A number of earlier artists have created work using historical archival material; Raum does not set a precedent here. Her work is, however, representative of a generation of German artists who are fully aware of their moment. Rather than be tempted by the crowded platform of post-war narratives, Raum’s generation have turned to the enormous scope of possibilities to explore the pre-history of some of the more traumatic moments of 20th century history. She avoids the over-explored histories of WWII to focus on less explored histories which allows us to not only recognize the roots of major historical events but also to imagine the possibility of a repeat in some form in the near future.
Raum playfully focuses in on the ‘soft’ technology used by the home-weavers as a mode of exploring some of the strategies inherent in the industrial exploitation that came with the introduction of the railway. Raum manages to cloak, her messages of brute exploitation and expropriation of riches from less developed countries, by a stronger nation, in the precariousness of form that she employs in her work. This she does by employing her own physique in her performances and her calm intonation while reciting archival details as she manipulates awkward bits of unpolished steel rods into impossible positions. She adds handmade military sleeves, binding them to the poles in order to fix some temporary structures. This way, the density of text in her lecture script is consistently balanced by the simpler, more ambivalent, multi-layered mode of communication of the performance. The action of unrolling, hanging, and fixing raw cotton fabric, polishing and jamming steal poles or unfolding and reversing military sleeves, are combined with alternating direct narration by the artist and pre-recorded male and female narrators. Added to this is a PowerPoint presentation with a similar mix of archival and contemporary images (including stills from the artists studio). Thus we have a dual display (through the live actions of the performance and the PowerPoint presentation) of the archival material and the process through which the material travels in her work.

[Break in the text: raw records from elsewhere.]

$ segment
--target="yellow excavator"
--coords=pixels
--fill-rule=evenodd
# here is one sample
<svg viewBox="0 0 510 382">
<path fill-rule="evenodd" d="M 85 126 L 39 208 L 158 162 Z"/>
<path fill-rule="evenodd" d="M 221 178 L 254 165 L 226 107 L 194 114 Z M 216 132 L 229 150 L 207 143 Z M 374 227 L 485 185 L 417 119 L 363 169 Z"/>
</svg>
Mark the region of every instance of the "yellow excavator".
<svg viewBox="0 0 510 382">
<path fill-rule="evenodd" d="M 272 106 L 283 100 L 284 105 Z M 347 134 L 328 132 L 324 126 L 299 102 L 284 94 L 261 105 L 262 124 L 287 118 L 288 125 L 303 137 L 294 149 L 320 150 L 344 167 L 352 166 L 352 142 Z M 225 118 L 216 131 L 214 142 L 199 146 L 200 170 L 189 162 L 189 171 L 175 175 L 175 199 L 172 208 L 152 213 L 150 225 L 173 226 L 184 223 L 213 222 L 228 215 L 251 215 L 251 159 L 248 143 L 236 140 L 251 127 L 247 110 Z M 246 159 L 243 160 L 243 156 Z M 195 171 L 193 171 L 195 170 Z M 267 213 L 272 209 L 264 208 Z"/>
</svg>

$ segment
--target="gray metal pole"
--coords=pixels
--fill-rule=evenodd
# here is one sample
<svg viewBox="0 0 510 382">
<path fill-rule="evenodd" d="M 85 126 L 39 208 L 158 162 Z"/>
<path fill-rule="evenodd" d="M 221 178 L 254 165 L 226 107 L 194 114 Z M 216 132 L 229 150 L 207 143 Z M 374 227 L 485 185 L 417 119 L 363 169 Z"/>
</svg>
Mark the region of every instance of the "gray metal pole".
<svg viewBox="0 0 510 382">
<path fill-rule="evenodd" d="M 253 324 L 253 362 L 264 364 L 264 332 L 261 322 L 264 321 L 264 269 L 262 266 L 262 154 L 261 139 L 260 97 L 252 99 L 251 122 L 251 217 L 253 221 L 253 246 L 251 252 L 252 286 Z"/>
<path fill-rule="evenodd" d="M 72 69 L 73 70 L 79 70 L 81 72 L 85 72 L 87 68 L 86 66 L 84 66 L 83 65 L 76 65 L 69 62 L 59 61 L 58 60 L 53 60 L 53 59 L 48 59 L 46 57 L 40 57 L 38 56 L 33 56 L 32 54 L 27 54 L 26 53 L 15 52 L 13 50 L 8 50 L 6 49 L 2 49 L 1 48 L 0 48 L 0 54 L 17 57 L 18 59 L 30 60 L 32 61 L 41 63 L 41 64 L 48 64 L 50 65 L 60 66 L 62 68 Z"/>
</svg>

The title of the exhibition even running refers to a statement by the owner of a German cotton production company founded in South-Eastern Anatolia by Deutsche Bank. In one of his monthly reports, he expresses dissatisfaction with local production methods, but reassures the board of directors that the new machines acquired will guarantee a more consistent cotton quality called even running. Overseeing Raum’s installation in The Return Gallery is the permanent inscription Cor et manus concordant, heart and hand in harmony, the motto for man’s endeavours in life and work. Not exactly the maxim of heart and hand in harmony but rather an ominous hint of the future relations between industrial needs and local tradition.